Breath of compassion

06 February,2022 10:52 AM IST |  Mumbai  |  Meenakshi Shedde

Sen’s producers include Teddy Leifer, Aman Mann, Florrie Priest and Sen himself, with funds from several nations

Illustration/Uday Mohite


Shaunak Sen's magnificent and courageous documentary All That Breathes has won the Grand Jury Prize in the World Cinema Documentary Competition at the Sundance Film Festival. The film is many things at once - a deeply political, philosophical, environmental, poetic, compassionate, funny and moving documentary, that is a clear-eyed, gutsy comment on today's right-wing India. It follows the two brothers, Nadeem Shehzad and Muhammad Saud, and their colleague Salik Rehman, who have devoted their lives to saving cheel - black kites, the regal birds - increasingly falling from the skies, thanks to Delhi's pollution, and injury by manja (kite string). They have saved over 20,000 birds from a makeshift bird clinic in the basement garage of their modest home in Wazirabad, North Delhi. The kites, raptors, are their buddies: they eat meat from their hands; a naughty kite even expertly swoops and steals Salik's spectacles off his face, without a whiff of a scratch.

Sen is drawn to fascinating stories of the marginalised. His debut documentary feature Cities of Sleep (2015), is also a superb docu on how Delhi's homeless must pay the ‘sleep mafia' to sleep on its pavements or road dividers, that was at the Dok Leipzig and other festivals. His All That Breathes is a prime example of how indie and docu filmmakers will find a voice that can be heard worldwide, even if the government shuts down all key film institutions (why bother with film, when you can manufacture consent with mere WhatsApp videos?). Sen's producers include Teddy Leifer, Aman Mann, Florrie Priest and Sen himself, with funds from several nations.

When the brothers first took an injured kite to a bird hospital, they were turned away because it was a "non-veg bird," and decided to treat it themselves. They explain how meat-tossing (feeding birds) earns sabab (religious credit); how their mother told them stories as children of Billi Baba (a cat saint) and a giddhon ki mazhar (a vulture shrine). "One shouldn't differentiate between all that breathes," one of the brothers says.

So compassionate are they, one says: "This male kite has an ‘egg indentation' in his belly, from keeping their eggs warm…Release him fast because his chicks will be waiting in the nest." The opening shots show the filth that India's capital lives in, moving to mountains of garbage, open sewers, toxic foam floating on the Yamuna river, with foraging pigs, cows, goats, turtles, rats, flies, mosquitoes and more. We are reminded how kites eat rats and help keep our cities clean. "I don't save kites, the kites save us," one of the brothers says.

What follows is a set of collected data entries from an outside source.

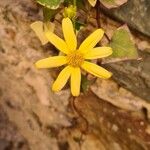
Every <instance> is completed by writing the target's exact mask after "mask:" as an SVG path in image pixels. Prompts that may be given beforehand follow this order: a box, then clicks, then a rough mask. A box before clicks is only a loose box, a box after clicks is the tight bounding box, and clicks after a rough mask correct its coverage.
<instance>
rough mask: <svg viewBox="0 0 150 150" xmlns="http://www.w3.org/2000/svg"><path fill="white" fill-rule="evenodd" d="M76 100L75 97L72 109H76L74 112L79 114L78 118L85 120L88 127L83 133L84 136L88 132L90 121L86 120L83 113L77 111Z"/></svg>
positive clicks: (78, 115)
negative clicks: (75, 102)
mask: <svg viewBox="0 0 150 150" xmlns="http://www.w3.org/2000/svg"><path fill="white" fill-rule="evenodd" d="M75 100H76V98H75V97H73V98H72V107H73V109H74V111H75V112H76V113H77V114H78V116H79V117H80V118H81V119H83V120H84V122H85V124H86V127H85V129H84V131H81V132H82V134H86V131H87V130H88V127H89V124H88V121H87V120H86V118H85V117H84V116H83V115H82V114H81V112H80V111H79V110H78V109H77V107H76V105H75Z"/></svg>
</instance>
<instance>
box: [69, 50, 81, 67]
mask: <svg viewBox="0 0 150 150" xmlns="http://www.w3.org/2000/svg"><path fill="white" fill-rule="evenodd" d="M67 61H68V64H69V65H71V66H73V67H80V66H81V65H82V63H83V61H84V57H83V54H81V53H79V52H72V53H70V54H68V55H67Z"/></svg>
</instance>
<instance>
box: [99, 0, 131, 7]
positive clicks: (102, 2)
mask: <svg viewBox="0 0 150 150" xmlns="http://www.w3.org/2000/svg"><path fill="white" fill-rule="evenodd" d="M99 1H100V2H101V3H102V4H103V5H104V6H105V7H107V8H109V9H110V8H115V7H119V6H121V5H122V4H124V3H126V2H127V1H128V0H99Z"/></svg>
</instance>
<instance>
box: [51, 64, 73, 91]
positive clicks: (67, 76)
mask: <svg viewBox="0 0 150 150" xmlns="http://www.w3.org/2000/svg"><path fill="white" fill-rule="evenodd" d="M71 71H72V67H70V66H67V67H65V68H64V69H63V70H62V71H61V72H60V74H59V75H58V77H57V79H56V81H55V82H54V84H53V86H52V90H53V91H55V92H58V91H60V90H61V89H62V88H63V87H64V86H65V84H66V83H67V81H68V79H69V77H70V75H71Z"/></svg>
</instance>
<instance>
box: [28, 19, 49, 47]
mask: <svg viewBox="0 0 150 150" xmlns="http://www.w3.org/2000/svg"><path fill="white" fill-rule="evenodd" d="M43 25H44V24H43V22H42V21H35V22H33V23H32V24H31V25H30V27H31V29H32V30H33V31H34V32H35V34H36V35H37V37H38V38H39V39H40V41H41V43H42V45H45V44H46V43H48V39H47V38H46V36H45V34H44V30H43Z"/></svg>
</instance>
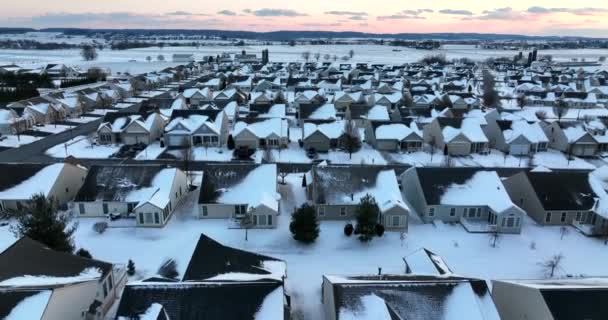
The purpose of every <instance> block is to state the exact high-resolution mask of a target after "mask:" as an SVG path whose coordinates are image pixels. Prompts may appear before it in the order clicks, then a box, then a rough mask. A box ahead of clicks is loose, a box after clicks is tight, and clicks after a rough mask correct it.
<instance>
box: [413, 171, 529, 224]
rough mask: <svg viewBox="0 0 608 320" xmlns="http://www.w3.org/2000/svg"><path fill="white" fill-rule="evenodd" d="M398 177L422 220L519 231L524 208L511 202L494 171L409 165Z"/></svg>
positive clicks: (499, 180)
mask: <svg viewBox="0 0 608 320" xmlns="http://www.w3.org/2000/svg"><path fill="white" fill-rule="evenodd" d="M401 180H402V182H401V185H402V186H403V193H404V196H405V198H406V199H407V201H408V202H409V204H410V205H412V207H413V209H414V210H416V213H417V214H418V216H420V219H422V221H423V222H425V223H430V222H432V221H433V220H440V221H444V222H460V223H461V224H462V225H463V227H464V228H465V229H466V230H467V231H469V232H494V231H498V232H501V233H519V232H520V231H521V224H522V222H523V215H524V211H523V210H522V209H520V208H519V207H518V206H516V205H515V204H514V203H513V202H512V201H511V198H509V194H508V193H507V191H506V190H505V187H504V186H503V183H502V181H501V178H500V177H499V176H498V174H497V173H496V171H486V170H478V169H473V168H411V169H408V170H406V171H405V172H404V173H403V174H402V175H401ZM471 195H475V196H474V197H472V196H471Z"/></svg>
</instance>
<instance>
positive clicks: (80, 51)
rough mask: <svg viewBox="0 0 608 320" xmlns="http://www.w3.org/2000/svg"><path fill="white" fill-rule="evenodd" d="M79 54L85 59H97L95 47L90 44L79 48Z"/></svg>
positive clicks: (88, 60) (83, 58) (87, 59)
mask: <svg viewBox="0 0 608 320" xmlns="http://www.w3.org/2000/svg"><path fill="white" fill-rule="evenodd" d="M80 55H81V56H82V58H83V59H84V60H86V61H93V60H97V49H95V47H94V46H92V45H90V44H85V45H83V46H82V49H80Z"/></svg>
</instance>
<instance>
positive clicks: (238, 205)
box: [234, 205, 247, 215]
mask: <svg viewBox="0 0 608 320" xmlns="http://www.w3.org/2000/svg"><path fill="white" fill-rule="evenodd" d="M234 213H235V214H236V215H243V214H246V213H247V205H236V206H234Z"/></svg>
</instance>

The survival of the kites is a metaphor, linked to the survival of the Muslim minority in India's toxic, right-wing atmosphere. All around the brothers, Muslim homes and shops are being burnt, mosques destroyed and gruesome religious riots continue. Yet, the brothers are stoic about the horrors, even philosophical. Consumed by their obsession for healing birds, the brothers, who run a soap dispenser business, scarcely have time to join the anti-CAA (Citizenship Amendment Act) protests, opposing the move to make Muslims refugees in their own country. "Imagine, a spelling mistake is making us refugees" one brother says, referring to his father's HSC certificate. "Now it is not just hatred, but disgust," Nadeem adds. "By calling us [Muslims] termites and rats, they have made it about hygiene."
"Will you go to Pakistan or Bangladesh?" the wife asks matter-of-factly. The film is elevated by the brothers' exquisite, everyday poetry on the kites: the "sust-sa til aasman mein," (lazy dot-in-the-sky), or "You don't care for things because they share the same country, religion or politics. Life itself is kinship. We're all a community of air," Saud says.

After the New York Times wrote about them, their NGO Wildlife Rescue is able to get some funding; even as they expand to terrace cages, Nadeem goes to the Lees McRae College in the US to study international bird rescue further, while Saud manages the hospital alone.

The direction is absolutely assured, with top notch tech credits. German cinematographer Ben Bernhard favours slow pans that reveal a lot, aided by Riju Das and Saumyanand Sahi. Editor Charlotte Munch Bengtsen (Joshua Oppenheimer's The Act of Killing) and co-editor Vedant Joshi (The Disciple) do a superb job intercutting parallel metaphors, yet playful. Niladri Shekhar Roy's sound design and Roger Goula's music greatly enhance the film.

Meenakshi Shedde is India and South Asia Delegate to the Berlin International Film Festival, National Award-winning critic, curator to festivals worldwide and journalist.